Cops were the ones who came up roses today after nabbing the “Bouquet Bandit” for pulling off two Chelsea bank robberies.

Edward Pemberton, 44, was busted just days after cops said he robbed a pair of Chelsea banks while carrying flowers or potted plants as props, police sources said.

Charges against Pemberton — who also uses the alias “John Lowe” — are pending.

Cops said Pemberton, who worked several odd jobs in Chelsea where the robberies took place, lives in Brooklyn. He has had 14 previous arrests, mainly for drugs.

Pemberton was arrested at a relatives’ home in Bed-Stuy, NYPD spokesman Paul Browne said.

Cops used fingerprints left on the pink paper around the flowers to nab Pemberton.

The chrome-domed Pemberton packed fresh flowers and potted plants instead of a weapon for two heists, and even whipped out a threatening note from a bunch of sweet-smelling perennials demanding that a teller fork over a different kind of green.

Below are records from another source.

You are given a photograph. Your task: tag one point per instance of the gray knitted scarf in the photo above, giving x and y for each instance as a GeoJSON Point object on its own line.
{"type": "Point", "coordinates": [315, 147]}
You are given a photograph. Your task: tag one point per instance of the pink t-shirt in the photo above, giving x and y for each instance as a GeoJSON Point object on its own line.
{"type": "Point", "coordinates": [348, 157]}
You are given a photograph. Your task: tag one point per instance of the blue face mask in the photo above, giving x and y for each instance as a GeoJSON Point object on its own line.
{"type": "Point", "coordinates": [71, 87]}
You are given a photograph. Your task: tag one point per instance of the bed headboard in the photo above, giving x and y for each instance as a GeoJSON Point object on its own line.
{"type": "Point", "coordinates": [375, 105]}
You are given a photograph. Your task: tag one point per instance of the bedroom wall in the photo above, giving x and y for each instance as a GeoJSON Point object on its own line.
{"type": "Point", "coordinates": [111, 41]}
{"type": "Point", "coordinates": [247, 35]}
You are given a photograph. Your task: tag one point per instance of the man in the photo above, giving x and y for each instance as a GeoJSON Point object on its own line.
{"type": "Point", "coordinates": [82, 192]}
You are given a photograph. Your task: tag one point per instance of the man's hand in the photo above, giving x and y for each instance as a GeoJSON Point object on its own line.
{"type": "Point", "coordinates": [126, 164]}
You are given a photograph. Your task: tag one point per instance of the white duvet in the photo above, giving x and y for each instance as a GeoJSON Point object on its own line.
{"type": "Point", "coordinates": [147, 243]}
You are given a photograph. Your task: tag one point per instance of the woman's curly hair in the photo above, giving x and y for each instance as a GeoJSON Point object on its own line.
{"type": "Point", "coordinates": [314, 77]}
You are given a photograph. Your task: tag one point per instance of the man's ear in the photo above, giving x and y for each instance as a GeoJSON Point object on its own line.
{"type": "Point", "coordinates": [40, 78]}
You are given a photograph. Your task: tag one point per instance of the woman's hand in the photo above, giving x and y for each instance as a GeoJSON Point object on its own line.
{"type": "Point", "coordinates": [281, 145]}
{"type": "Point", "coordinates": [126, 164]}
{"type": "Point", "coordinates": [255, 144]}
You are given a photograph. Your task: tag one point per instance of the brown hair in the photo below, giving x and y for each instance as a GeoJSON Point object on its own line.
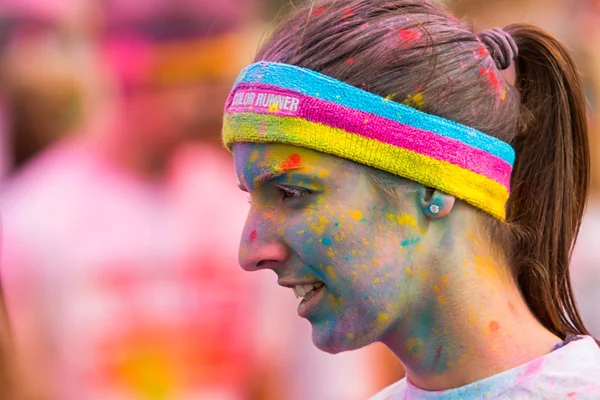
{"type": "Point", "coordinates": [416, 52]}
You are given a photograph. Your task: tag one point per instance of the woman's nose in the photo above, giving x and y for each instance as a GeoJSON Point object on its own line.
{"type": "Point", "coordinates": [261, 249]}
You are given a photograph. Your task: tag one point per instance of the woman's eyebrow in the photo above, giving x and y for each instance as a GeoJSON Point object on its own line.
{"type": "Point", "coordinates": [266, 177]}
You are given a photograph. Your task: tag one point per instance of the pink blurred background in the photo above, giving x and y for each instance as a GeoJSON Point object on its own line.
{"type": "Point", "coordinates": [121, 216]}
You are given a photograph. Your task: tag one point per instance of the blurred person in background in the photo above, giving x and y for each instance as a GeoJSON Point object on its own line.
{"type": "Point", "coordinates": [42, 76]}
{"type": "Point", "coordinates": [119, 263]}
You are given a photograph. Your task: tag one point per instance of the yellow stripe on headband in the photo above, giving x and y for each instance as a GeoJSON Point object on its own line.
{"type": "Point", "coordinates": [477, 190]}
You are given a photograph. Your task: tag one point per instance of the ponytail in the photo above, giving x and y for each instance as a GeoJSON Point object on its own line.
{"type": "Point", "coordinates": [550, 179]}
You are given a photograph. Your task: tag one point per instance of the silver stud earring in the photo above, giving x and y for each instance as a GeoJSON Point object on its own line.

The brazen Pemberton strolled into the Bank on Smithtown on Seventh Avenue and 18th Street last Thursday morning bearing a romantic, blooming bouquet — and bad intentions, police said.

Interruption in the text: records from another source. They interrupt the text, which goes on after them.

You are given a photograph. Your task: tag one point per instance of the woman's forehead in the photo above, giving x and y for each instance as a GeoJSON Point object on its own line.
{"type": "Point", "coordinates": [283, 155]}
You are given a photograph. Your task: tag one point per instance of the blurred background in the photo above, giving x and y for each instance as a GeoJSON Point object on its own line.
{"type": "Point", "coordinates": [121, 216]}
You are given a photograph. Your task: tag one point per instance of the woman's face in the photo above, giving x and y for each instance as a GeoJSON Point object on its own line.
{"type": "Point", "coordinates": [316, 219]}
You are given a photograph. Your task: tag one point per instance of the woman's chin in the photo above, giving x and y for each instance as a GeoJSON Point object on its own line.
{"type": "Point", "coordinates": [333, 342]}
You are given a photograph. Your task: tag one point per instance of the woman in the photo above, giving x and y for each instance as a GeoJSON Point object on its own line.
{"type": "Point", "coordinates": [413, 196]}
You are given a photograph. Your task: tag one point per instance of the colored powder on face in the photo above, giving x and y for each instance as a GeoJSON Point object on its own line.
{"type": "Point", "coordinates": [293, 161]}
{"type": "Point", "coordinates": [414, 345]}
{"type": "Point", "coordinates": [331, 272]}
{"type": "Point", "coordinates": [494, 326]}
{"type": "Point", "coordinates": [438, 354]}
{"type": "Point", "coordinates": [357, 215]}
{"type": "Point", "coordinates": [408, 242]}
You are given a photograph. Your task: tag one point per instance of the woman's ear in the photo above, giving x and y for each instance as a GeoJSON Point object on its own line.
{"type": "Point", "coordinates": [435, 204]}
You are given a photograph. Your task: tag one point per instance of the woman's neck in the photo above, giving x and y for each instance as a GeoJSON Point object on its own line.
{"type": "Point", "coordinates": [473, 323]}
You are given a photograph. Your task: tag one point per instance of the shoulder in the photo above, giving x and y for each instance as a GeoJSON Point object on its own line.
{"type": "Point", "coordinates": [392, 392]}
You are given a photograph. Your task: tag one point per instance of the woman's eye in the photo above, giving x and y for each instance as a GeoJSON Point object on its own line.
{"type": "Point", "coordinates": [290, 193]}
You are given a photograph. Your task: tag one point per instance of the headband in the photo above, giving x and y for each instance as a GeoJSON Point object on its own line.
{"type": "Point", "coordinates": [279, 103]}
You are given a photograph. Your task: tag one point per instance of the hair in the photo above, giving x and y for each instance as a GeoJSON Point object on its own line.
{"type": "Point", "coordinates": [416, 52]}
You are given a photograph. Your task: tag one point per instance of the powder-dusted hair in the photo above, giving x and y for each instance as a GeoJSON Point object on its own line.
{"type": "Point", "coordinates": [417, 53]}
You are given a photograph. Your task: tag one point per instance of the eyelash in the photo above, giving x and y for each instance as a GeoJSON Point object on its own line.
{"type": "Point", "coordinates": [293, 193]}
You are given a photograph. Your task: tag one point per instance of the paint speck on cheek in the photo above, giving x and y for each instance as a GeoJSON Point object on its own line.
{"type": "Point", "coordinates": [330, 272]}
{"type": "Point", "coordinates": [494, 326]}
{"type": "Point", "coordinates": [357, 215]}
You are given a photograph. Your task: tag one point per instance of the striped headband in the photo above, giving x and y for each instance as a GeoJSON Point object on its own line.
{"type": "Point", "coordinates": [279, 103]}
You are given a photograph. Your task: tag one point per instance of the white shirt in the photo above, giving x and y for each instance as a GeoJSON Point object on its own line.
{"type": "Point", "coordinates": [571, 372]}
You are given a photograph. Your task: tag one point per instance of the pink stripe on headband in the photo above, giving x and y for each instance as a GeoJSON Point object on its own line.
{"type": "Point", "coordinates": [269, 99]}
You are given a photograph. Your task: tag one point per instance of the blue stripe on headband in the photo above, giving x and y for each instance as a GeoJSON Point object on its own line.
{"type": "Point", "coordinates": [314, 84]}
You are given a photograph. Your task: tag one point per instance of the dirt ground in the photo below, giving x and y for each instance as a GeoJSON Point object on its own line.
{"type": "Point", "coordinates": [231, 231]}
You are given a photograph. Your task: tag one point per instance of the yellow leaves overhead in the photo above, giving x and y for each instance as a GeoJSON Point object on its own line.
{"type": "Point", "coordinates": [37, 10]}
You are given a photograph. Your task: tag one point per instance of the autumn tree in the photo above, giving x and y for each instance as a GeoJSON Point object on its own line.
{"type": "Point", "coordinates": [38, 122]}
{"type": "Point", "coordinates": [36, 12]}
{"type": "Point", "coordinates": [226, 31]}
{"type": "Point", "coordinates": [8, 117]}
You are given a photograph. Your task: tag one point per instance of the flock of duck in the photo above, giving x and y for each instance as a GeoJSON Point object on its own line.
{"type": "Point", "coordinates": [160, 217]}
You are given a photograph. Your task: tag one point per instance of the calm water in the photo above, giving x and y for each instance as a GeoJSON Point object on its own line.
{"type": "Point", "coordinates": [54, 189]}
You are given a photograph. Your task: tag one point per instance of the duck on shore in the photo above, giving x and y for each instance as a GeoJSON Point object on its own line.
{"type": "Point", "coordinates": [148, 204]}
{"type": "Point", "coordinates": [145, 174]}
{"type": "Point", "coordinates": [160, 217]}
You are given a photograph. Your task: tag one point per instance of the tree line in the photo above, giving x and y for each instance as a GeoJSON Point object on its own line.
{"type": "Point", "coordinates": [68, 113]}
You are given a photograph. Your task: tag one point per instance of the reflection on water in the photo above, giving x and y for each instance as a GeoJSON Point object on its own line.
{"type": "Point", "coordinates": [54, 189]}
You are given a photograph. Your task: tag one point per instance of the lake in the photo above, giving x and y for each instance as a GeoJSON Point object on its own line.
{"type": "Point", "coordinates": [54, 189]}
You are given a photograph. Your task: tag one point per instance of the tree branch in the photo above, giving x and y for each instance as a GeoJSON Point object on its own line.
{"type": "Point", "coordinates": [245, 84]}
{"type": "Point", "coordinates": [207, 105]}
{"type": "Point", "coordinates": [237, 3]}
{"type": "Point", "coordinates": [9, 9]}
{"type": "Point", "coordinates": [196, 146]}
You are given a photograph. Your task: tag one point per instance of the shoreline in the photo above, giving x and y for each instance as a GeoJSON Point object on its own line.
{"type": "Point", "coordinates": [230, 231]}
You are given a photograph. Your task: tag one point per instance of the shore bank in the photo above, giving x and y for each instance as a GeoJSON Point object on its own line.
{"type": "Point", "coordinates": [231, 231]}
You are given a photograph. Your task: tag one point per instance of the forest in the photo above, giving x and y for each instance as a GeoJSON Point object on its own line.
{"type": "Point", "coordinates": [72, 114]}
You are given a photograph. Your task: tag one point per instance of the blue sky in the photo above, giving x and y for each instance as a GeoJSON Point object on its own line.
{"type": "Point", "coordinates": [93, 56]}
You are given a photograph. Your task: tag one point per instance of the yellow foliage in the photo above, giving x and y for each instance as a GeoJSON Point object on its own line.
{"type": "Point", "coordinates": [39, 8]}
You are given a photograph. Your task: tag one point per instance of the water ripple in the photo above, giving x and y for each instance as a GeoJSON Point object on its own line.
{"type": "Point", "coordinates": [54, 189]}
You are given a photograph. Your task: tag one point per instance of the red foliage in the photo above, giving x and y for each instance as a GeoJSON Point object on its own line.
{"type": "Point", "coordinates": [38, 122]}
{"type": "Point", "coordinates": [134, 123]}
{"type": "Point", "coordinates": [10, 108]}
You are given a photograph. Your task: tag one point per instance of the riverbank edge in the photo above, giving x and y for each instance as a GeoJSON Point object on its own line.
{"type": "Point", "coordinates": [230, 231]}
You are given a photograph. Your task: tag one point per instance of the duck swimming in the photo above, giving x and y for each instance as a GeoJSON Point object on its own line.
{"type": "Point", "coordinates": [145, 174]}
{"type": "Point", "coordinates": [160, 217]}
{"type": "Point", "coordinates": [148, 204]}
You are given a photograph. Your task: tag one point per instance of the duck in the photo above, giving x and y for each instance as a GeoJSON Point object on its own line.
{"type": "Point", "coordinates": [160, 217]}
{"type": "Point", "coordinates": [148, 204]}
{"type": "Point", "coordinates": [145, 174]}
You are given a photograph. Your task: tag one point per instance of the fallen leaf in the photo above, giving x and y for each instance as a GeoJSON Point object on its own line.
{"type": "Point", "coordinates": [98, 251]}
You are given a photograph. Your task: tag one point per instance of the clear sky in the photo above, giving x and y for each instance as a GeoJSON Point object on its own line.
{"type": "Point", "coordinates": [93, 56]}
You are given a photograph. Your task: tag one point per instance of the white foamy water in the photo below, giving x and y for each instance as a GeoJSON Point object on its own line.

Pemberton, dressed in jeans and a blue T-shirt, allegedly entered the bank just before 9 a.m. with his carefully wrapped flowers and gave a quick nod to the financial institution’s in-house greeter before making a beeline for a male teller.

The creep clutched his bouquet — a colorful assortment wrapped in pink tissue that any woman would be happy to receive — with his left hand and removed a stick-up note attached to the bouquet with his right.

“Give me all your hundreds, fifties – don’t be a hero,” he allegedly snarled, brandishing the note while still holding the flowers like a loving Valentine’s Day offering.

The clerk handed over $440, a police source said — in a bundle with a dye pack.

With his money in hand, the bouquet bandit dumped his floral array behind on the teller’s counter and then fled.

It’s unclear if the dye pack ever detonated.

The bouquet contained yellow chrysanthemums, orange and red daisies, a stem of yellow gladiola buds, baby’s breath and assorted green leaves, police sources said.

The heist came a week after another horticulture hit by the same suspect at a Capital One bank on West 23rd Street and Ninth Avenue.

But this time, the bandit armed himself with a small potted plant, the kind that one would normally find on a city apartment windowsill.

In that instance, Pemberton allegedly went up to a female teller, set his plant down on the counter and hissed, “Give me all your 50s, 100s, no dye pack, no bait money” referring to marked bills, authorities said.

But the teller was taking too long getting his bucks, so the man angrily reached into the drawer and helped himself to $2,325, cops said.

He fled with his loot and the potted plant.